Todo esos viajes le llevaron la noche entera. Terminó casi a las siete de la madrugada y salió a la calle en busca del canasto para colocar esos residuos. Puso las bolsas en aquel lugar, giró para entrar a su casa pero se detuvo en la puerta. Volvió hacia el canasto sorprendida porque había llenado casi dos bolsas con sus pertenencias. Las cortó con sus largas uñas y pudo observar, entre medio de restos de comida y fideos fríos, la cantidad de objetos que había decidido dejar atrás.
Tuvo que observar varias veces todas las cosas que ahora eran residuos mientras ciertas imágenes venían a su cabeza: ella misma bebiendo el último vino de la noche, bailando tango a la luz de la luna y postrada en su cama.
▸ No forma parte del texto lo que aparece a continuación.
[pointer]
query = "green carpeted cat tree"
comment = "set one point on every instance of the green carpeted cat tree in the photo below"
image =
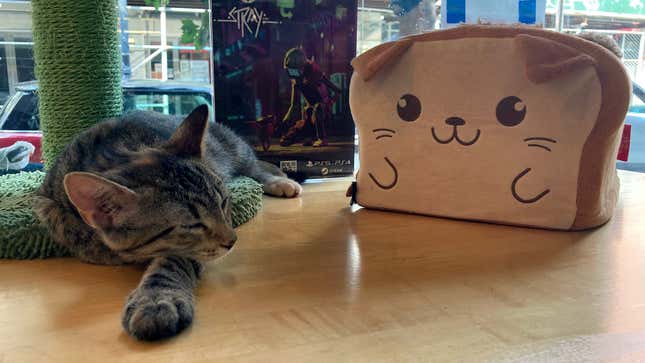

Las caricias y las sonrisas de Martín que le hablaba desde el otro lado de la línea que había marcado el aire; el jugo de naranja con su rasposa pulpa. Sin pensarlo miró sus manos, se las dirigió a los ojos y se quebró en un llanto vivo, desnudo y transparente. Los límites de las sensaciones perdieron sus formas ante lo nuevo. El momento era tan sugestivo que nuevamente no recordó el tiempo que había permanecido así, una sensación de pasado la tocó muy fuerte adentro como nunca había sentido. Finalmente se sentó en la verja y se secó las lágrimas. Después de cinco minutos, entró a su casa, tomó el bolso y lo llenó con las pocas ropas que le quedaban. Caminó hasta Villa Caeiro y paró al primer colectivo de larga distancia. El chofer le abrió la puerta, ella se sentó en el primer asiento y comenzaron a tener una charla amena del destino final del viaje.